“GERBONG politik”, juga punya batasan jumlah penumpang. Riskan untuk membawa jumlah melebihi kapasitas. Jadi dalam panggung politik, memang harus ada yang “ditinggalkan” atau “tidak diberi tiket” untuk mencapai tujuan.
Masinis gerbong politik, tentu harus menjaga ketegaan berpolitiknya, dalam menyeleksi “penumpang” agar capaian tujuan, benar-benar maksimal.
Di ruang lingkup lingkaran politik, lupa melupakan atau tinggal meninggalkan, itu sudah hal yang lumrah.
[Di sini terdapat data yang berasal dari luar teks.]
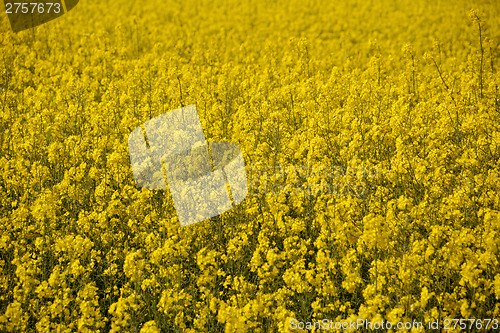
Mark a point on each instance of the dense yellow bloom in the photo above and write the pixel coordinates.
(370, 135)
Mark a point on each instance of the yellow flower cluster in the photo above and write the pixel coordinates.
(387, 113)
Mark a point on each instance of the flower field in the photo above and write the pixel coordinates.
(370, 132)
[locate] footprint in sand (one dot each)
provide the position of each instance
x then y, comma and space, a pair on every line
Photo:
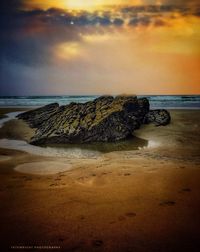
167, 203
127, 174
130, 214
185, 190
97, 243
121, 218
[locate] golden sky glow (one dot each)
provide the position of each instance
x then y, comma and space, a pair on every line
77, 4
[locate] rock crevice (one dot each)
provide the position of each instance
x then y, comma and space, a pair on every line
101, 120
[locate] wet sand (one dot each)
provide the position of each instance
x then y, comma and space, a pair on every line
140, 200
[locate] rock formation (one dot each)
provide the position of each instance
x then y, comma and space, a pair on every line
102, 120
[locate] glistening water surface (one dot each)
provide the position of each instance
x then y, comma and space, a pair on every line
90, 150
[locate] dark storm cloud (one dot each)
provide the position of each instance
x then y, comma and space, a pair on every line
27, 37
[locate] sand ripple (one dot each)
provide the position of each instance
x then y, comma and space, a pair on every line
4, 158
43, 168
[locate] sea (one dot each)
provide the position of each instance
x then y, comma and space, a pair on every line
156, 101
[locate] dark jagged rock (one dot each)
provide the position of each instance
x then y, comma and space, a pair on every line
159, 117
104, 119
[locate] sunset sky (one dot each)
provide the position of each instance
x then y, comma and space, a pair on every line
74, 47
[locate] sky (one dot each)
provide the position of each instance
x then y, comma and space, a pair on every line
75, 47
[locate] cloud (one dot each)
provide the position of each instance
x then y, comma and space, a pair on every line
29, 36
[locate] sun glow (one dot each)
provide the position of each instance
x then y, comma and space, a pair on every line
86, 4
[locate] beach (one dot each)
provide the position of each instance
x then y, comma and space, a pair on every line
130, 200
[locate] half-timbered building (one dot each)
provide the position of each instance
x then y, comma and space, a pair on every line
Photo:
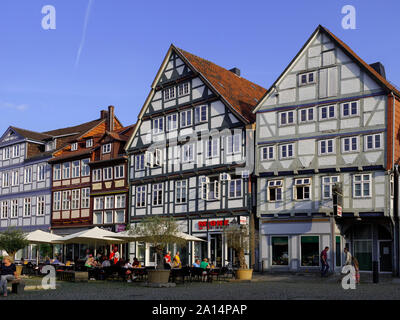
329, 118
188, 151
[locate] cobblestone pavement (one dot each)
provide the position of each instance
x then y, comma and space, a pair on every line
273, 287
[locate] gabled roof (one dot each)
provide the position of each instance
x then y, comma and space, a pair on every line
347, 50
242, 94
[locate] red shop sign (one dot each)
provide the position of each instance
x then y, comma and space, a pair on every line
212, 224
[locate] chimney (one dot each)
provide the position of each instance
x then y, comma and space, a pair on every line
110, 119
378, 67
103, 114
235, 71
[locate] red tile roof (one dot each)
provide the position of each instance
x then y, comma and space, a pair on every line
243, 95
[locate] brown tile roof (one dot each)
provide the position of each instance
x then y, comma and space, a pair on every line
31, 134
240, 93
371, 70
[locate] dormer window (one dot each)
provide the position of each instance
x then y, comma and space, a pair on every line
89, 143
106, 148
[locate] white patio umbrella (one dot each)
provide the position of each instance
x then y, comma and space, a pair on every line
39, 237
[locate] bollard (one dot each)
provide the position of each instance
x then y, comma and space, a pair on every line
375, 272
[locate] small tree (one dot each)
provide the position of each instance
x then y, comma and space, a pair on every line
237, 237
159, 232
12, 240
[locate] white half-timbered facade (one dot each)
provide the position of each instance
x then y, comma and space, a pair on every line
188, 152
327, 119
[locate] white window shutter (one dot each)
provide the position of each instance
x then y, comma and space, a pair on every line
323, 83
333, 82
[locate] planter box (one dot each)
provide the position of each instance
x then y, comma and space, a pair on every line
158, 276
244, 274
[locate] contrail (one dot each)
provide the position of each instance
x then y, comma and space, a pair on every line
78, 56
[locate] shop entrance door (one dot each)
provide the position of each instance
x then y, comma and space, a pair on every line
216, 249
385, 256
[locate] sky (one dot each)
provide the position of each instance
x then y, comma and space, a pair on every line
108, 52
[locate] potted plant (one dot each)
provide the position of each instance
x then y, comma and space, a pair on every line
159, 232
238, 238
12, 240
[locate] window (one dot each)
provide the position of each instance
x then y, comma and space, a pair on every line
169, 93
172, 122
15, 151
326, 146
350, 144
75, 199
98, 217
41, 172
235, 188
96, 175
188, 152
275, 190
85, 169
109, 202
327, 112
120, 201
28, 175
186, 118
327, 184
57, 201
99, 203
66, 170
6, 179
280, 251
4, 209
306, 78
140, 196
89, 143
183, 89
27, 207
200, 114
106, 148
85, 198
120, 216
157, 194
306, 115
212, 148
373, 142
234, 143
15, 178
76, 169
57, 172
14, 208
362, 185
310, 251
286, 118
328, 82
40, 206
107, 173
181, 191
286, 151
268, 153
302, 189
139, 162
350, 109
66, 200
119, 171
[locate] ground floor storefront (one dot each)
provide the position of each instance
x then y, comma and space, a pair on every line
295, 244
214, 246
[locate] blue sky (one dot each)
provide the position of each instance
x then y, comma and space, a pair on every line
43, 86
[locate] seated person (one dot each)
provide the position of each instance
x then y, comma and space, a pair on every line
196, 263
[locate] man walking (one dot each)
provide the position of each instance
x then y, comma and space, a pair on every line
324, 262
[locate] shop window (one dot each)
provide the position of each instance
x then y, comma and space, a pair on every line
280, 251
310, 251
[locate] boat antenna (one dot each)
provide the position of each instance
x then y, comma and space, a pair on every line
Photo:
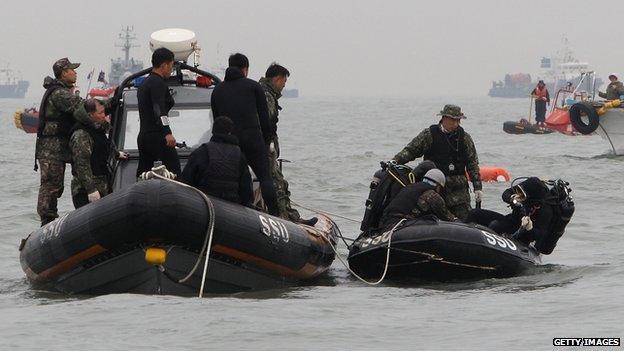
128, 37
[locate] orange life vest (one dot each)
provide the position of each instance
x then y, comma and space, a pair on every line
540, 93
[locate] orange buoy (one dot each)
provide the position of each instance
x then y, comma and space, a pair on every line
494, 174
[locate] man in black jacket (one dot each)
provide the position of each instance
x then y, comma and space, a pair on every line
219, 168
155, 139
243, 100
419, 199
531, 217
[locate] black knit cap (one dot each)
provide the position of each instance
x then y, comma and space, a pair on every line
534, 189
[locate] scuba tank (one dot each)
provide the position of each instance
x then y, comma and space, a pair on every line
563, 208
381, 192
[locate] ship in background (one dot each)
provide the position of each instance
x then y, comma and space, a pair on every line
123, 67
11, 85
559, 71
290, 93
Bagi yang merasa terlupakan atau dilupakan, dan yang merasa ditinggalkan atau tertinggalkan, ya harus menentukan sikap.
Tetap merasa bagian dari tujuan politik – dapat menerima situasi keterbatasan penumpang gerbong politik – dan menjalankan fungsinya di luar lingkaran, sebagai gerakan gerbong militan. Berjuang di luar gerbong politik, dan menjadi supplyer dokumentasi politik kebersamaan dalam membangun.
Atau merubah posisi, menjadi pihak yang berseberangan, dan menjadi alat pengawasan melekat terhadap tujuan masinis gerbong politik. Artinya, tidak sekadar ngomel-ngomel ngedumel tidak jelas arah, karena rasa emosi tidak masuk dalam gerbong politik.
Baca juga : Dua perempuan “tangguh” kepala daerah, Rohani Darus Daniel dan Susanti Dewayani
Jangan baper
Sebagai bagian dari proses pencapaian kemenangan politik, jangan jadi terbawa perasaan (baper), saat terjadinya pemutusan mata rantai keterkaitan.
Berpolitik itu tidak bergaransi sikap konsisten. Karena, kepentingan pribadi, kepentingan kelompok dan kepentingan partai, sangat kental, dibandingkan konsistensi yang kapan saja dapat mencair.
Kemudian, jangan baper juga dengan pernyataan bahwa politik itu kejam. Karena, kekejaman itukan, hanya masalah perasaan, sementara berpolitik tidak serta merta mengaitkan apa yang disebut perasaan.
Jadi, jangan baper, agar saat memposisikan diri, benar-benar kuat. Sehingga, sebagai apa pun pilihan yang ditetapkan, menjadi sebuah kekuatan yang diperhitungkan.
Tidak lagi bergerak, sebatas narasi ke narasi, tetapi menjadi alat penekan dengan narasi yang diperkuat data. Agar orang-orang yang berada dalam gerbong politik atau politik gerbong itu, menjadi waspada dan tetap berada di relnya, agar gerbong politik atau politik gerbong itu, sampai ke tujuannya dengan baik.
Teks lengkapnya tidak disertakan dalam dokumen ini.